By allowing ads to appear on this site, you support the local businesses who, in turn, support great journalism.
High school football: Leopards' dream season continues
Placeholder Image
More high school football coverage at The Blitz
Some might have called it a step back. Others might have gone as far as to call it a mistake.
Blair Armstrong calls it a dream come true.

In 2007 he left behind Peachtree Ridge, the defending Class AAAAA co-state champs, to take over at Banks County, a Class AA program that hadn’t had a winning season in nearly a decade.

It was move that puzzled some fans, but it wasn’t as if the rural-raised Armstrong was desperate to get out of sprawling Gwinnett County. He wasn’t just jumping ship for a job that came open. He had scouted programs all over the state. Banks County was where he wanted to be.

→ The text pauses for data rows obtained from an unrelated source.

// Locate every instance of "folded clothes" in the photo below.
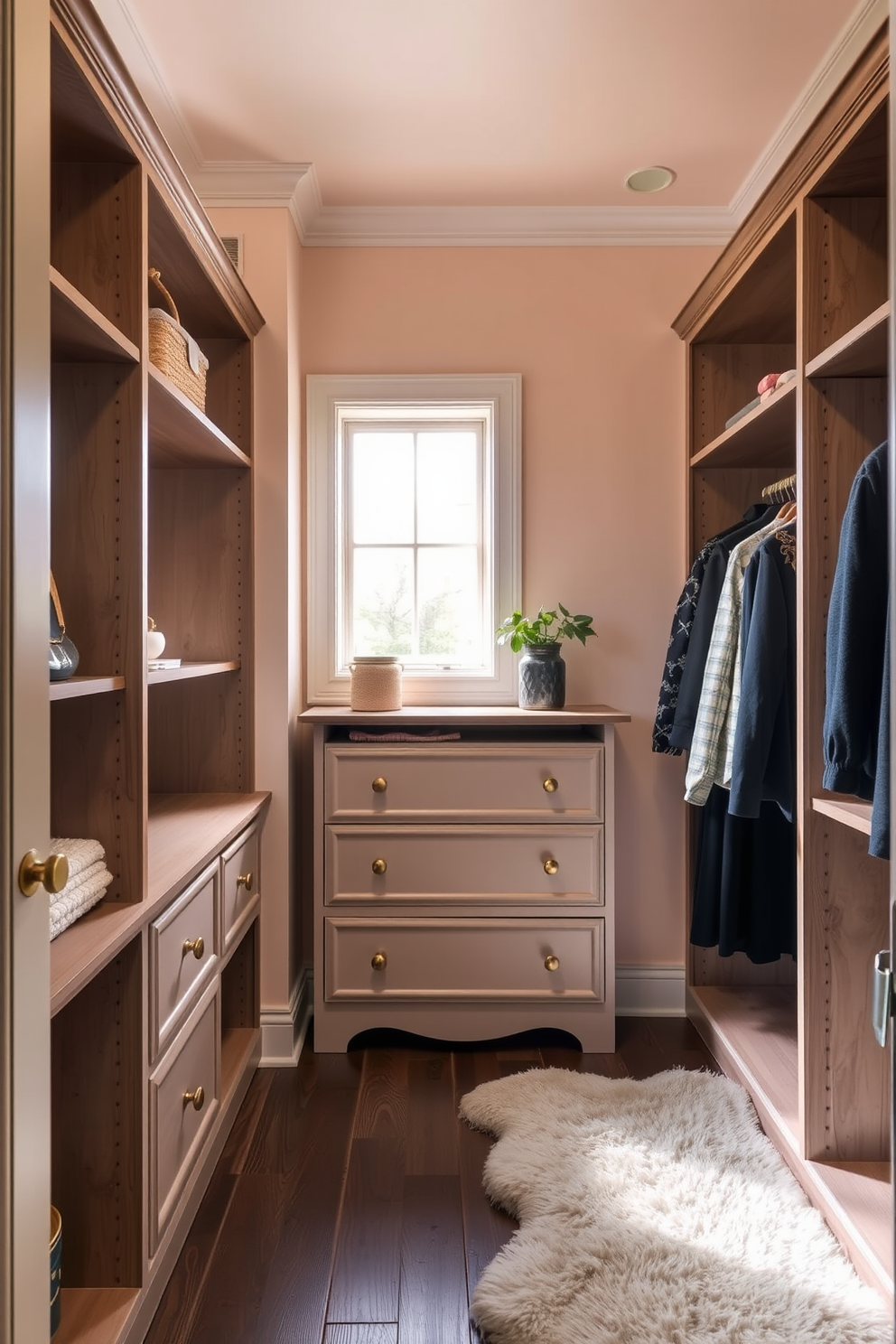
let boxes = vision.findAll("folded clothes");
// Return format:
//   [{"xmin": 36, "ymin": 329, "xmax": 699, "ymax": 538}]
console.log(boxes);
[
  {"xmin": 348, "ymin": 728, "xmax": 461, "ymax": 742},
  {"xmin": 50, "ymin": 865, "xmax": 111, "ymax": 942},
  {"xmin": 725, "ymin": 397, "xmax": 761, "ymax": 429},
  {"xmin": 50, "ymin": 836, "xmax": 106, "ymax": 882}
]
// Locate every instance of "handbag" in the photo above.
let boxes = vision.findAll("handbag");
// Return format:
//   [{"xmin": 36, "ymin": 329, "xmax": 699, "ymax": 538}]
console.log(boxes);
[{"xmin": 50, "ymin": 573, "xmax": 78, "ymax": 681}]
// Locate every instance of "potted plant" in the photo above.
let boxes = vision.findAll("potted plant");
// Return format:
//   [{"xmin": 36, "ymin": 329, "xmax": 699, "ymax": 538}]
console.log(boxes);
[{"xmin": 496, "ymin": 602, "xmax": 596, "ymax": 710}]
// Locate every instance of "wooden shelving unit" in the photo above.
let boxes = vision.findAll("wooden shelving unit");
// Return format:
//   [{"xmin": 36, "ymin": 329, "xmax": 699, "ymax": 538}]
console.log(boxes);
[
  {"xmin": 44, "ymin": 0, "xmax": 268, "ymax": 1344},
  {"xmin": 675, "ymin": 39, "xmax": 893, "ymax": 1309}
]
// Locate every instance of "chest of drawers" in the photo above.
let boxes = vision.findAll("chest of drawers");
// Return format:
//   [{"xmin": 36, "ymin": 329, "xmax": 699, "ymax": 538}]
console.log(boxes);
[{"xmin": 303, "ymin": 707, "xmax": 626, "ymax": 1052}]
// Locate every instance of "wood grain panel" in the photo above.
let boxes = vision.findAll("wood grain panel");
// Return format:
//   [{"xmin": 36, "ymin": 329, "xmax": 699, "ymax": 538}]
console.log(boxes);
[
  {"xmin": 803, "ymin": 196, "xmax": 888, "ymax": 360},
  {"xmin": 397, "ymin": 1176, "xmax": 471, "ymax": 1344},
  {"xmin": 50, "ymin": 163, "xmax": 143, "ymax": 345},
  {"xmin": 51, "ymin": 938, "xmax": 145, "ymax": 1288}
]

“Actually, I was looking for a program that hadn’t had much success,” Armstrong said. “I’ve never taken over a winning program in my career. I like to see the look in kids’ eyes who haven’t won when they do start winning.”

Armstrong calls that look his reward, but the Banks County players and fans are the ones reaping the more tangible benefits these days. Friday, for the first time since Nov. 21, 1997, Banks County will play in a postseason football game.

The confirmation came after last week’s 35-14 win over Union County. The team huddled in the end zone, awaiting the results of the North Oconee-Fannin County game, which was in overtime. A North Oconee win meant a playoff berth for the Leopards. It meant that they wouldn’t have to settle for being happy with a winning season, that the seniors who Armstrong credits with turning the program around would get to extend their careers by at least one more game.

Then the call came. North Oconee 21, Fannin County 14.

“You would have thought we just won the Super Bowl,” Armstrong said.

The celebration that ensued is a memory Leopards senior quarter Chris Porter said will stick with him.
“The emotional feel of it,” Porter said. “Especially being with all my teammates and the fans and the coaching staff ... just looking around and seeing all the smiles ... it was great.”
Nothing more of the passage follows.